Jeune entrepreneur finistérien dans le domaine du numérique, installé en 2013, tout juste après l’épisode des Bonnets Rouges, je n’ose pas y croire.
Pourtant, il y a des signes qui inquiètent.
J’ai déjà dénoncé le fait que le projet French Tech de Kemper, Brest, Morlaix / Montroulez, Lannion / Lannuon n’avait pas eu accès aux financements qui lui étaient promis et qui roulent plus facilement vers Rennes / Roazhon et Nantes / Naoned, quand ce n’est pas vers Caen ou Bayonne.
Dans un moment où la transition numérique est tellement cruciale, c’est dramatique pour le territoire de ces quatre villes.
Mais quelle est la logique derrière tout cela ?
Je ne sais pas mais il y a un point de convergence entre toutes ces positions.
Il est clair, il est massif, il est évident. Il s’appelle le modèle mutualiste breton ou le pacte mixte entre les dirigeants et les masses populaires travailleuses. Un contrat original et ambitieux qui n’a jamais paru si important à consolider qu’en cette période agitée où s’opère une déchirure définitive entre élites et « ceux qui n’ont rien ».
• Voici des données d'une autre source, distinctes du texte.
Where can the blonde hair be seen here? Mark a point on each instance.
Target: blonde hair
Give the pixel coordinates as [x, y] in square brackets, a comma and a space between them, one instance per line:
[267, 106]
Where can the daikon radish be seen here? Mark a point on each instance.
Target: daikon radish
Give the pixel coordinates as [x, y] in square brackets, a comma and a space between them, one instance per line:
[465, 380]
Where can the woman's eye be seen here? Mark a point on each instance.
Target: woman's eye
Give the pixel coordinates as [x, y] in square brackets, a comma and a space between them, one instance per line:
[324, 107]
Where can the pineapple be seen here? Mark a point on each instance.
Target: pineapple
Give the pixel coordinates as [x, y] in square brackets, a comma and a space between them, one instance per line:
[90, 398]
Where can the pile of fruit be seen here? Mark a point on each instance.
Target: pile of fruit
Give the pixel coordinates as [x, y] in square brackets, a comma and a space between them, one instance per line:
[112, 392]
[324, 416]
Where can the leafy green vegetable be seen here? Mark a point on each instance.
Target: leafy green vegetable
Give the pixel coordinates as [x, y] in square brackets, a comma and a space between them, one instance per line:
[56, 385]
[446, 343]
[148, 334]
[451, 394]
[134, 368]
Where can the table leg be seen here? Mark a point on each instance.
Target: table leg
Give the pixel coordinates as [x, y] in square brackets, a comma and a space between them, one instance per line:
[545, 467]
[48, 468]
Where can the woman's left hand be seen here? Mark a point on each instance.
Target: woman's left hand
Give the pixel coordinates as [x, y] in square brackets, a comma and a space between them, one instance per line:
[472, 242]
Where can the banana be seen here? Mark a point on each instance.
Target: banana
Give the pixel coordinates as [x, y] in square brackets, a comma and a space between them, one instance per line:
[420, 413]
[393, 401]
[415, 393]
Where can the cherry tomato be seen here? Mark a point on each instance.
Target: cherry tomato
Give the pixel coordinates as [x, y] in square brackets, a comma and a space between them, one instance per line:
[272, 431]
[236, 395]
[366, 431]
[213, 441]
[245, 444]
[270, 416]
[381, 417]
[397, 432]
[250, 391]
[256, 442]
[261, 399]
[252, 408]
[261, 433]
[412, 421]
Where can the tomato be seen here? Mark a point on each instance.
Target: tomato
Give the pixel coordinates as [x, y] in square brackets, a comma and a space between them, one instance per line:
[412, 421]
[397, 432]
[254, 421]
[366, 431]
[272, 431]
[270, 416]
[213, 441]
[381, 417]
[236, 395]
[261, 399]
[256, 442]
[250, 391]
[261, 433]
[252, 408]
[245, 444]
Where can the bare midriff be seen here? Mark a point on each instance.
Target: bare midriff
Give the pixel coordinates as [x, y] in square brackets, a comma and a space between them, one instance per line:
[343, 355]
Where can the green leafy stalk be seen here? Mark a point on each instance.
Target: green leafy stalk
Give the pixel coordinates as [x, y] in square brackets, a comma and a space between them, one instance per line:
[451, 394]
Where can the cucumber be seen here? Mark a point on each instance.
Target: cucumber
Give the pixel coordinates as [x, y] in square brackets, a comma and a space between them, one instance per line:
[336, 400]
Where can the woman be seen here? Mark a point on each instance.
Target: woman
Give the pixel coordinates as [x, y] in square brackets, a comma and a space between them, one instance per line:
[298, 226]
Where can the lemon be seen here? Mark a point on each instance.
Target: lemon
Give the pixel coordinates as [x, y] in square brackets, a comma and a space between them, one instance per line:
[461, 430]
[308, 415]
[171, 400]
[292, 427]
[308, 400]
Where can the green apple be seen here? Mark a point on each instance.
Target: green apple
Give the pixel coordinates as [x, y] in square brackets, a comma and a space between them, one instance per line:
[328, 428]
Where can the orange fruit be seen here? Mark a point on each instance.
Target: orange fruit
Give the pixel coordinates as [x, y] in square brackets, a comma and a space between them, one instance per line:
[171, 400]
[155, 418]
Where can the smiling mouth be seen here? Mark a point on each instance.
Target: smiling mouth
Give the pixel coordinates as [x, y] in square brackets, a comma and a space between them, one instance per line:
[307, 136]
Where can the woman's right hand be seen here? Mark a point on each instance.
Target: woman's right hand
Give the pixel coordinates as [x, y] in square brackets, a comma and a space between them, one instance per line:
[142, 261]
Derrière les Groupes Malouins ou Rennais, ne serait-ce que par qu’ils participent au Fond de dotation « Bretagne Atlantique Ambition », il y a, entre autre, le CMB-Arkéa, Crédit Mutuel de Bretagne, émanation des ambitions partagées de l’Office Central de Landerneau, dès 1911, dont le siège est basé à Brest, Finistère.
Cette semaine, nous avons aussi lu dans la presse que le Rennais Roulleau investissait dans un important négociant de vin en Gironde.
Nous lisions aussi, il y a quelques jours, que la nouvelle présidence de CMB-Arkéa avait un peu maille à partir avec son ex-président qui discutait un « départ-restant » pour diriger la nouvelle filiale vinicole et bordelaise du groupe bancaire.
Comme toujours en Bretagne, tout est lecture et compréhension des contrastes. Si tout ceci n’est que l’exploitation d’un marche pied finistérien pour assoir des positions très personnelles, ça ne colle pas avec l’esprit de la Terre du pays breton et ça ne tiendra pas.
Si c’est une collaboration qui porte les idées d’un tous gagnants contre les vents contraires, là nous sommes dans ce que nous portons profondément.
Comme le projet Hectar n’est pas contrôlé par une gouvernance mutualiste bretonne, sœur de ses ainées historiques, il n’est pas bon pour l’avenir de la Bretagne.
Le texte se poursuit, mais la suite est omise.